And should McCain win the GOP nomination, all his likely Democratic opponents have staked out antiwar positions that will leave him in a potentially even more difficult place in the general election -- as the sole defender of a war that most Americans have come to loathe.

McCain's situation has been a long time in the making.

He supported the president's initial decision to go to war in Iraq and has been one of the loudest and most consistent voices urging the deployment of more troops to the region. When Bush announced the buildup decision in January, Democrats eagerly dubbed it "The McCain Doctrine."
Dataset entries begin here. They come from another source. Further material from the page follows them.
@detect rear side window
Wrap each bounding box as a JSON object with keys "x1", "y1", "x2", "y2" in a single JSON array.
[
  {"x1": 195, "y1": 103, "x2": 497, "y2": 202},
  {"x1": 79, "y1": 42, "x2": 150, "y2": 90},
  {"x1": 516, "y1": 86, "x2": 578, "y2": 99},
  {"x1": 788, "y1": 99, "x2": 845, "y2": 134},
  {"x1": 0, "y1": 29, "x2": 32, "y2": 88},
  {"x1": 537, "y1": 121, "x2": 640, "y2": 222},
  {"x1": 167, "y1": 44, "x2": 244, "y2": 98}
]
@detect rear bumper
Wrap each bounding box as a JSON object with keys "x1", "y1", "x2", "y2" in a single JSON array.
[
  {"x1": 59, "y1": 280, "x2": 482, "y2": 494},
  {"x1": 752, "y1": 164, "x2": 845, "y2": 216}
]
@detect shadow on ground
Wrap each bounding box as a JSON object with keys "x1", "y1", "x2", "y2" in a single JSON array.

But the outspoken senator has also been a critic of parts of the war effort. He was one of the first Republicans to say publicly he had lost confidence in then-Defense Secretary Donald H. Rumsfeld, whom he later called the worst defense secretary in history. In stump speeches, McCain describes the war as having been "badly, badly mismanaged" and even recommends several recent books by journalists that recount some of the war's biggest failures.

Rolling across Iowa, the endless conversation with reporters drifted to other subjects: public funding of contraceptives, college basketball, his age, boxing, campaign finance, immigration, gays in the military and the recent firing of U.S. attorneys.

But sitting in a booth at the back of the plush bus -- leather chairs, six flat-screen television sets and two big, comfy couches -- the conversation always returns to Iraq.

Is it fair that you will be judged by what happens in the war? McCain is asked.

He pauses for a moment.

"I would think that I am going to be judged at least somewhat by . . . " he says, trailing off. "Irony of ironies. Life isn't fair. I was the biggest complainer about how [the war] was being conducted at the time. But life is not fair."

He pauses again, and then smiles and says, clearly tongue-in-cheek, "I do feel real sorry for myself."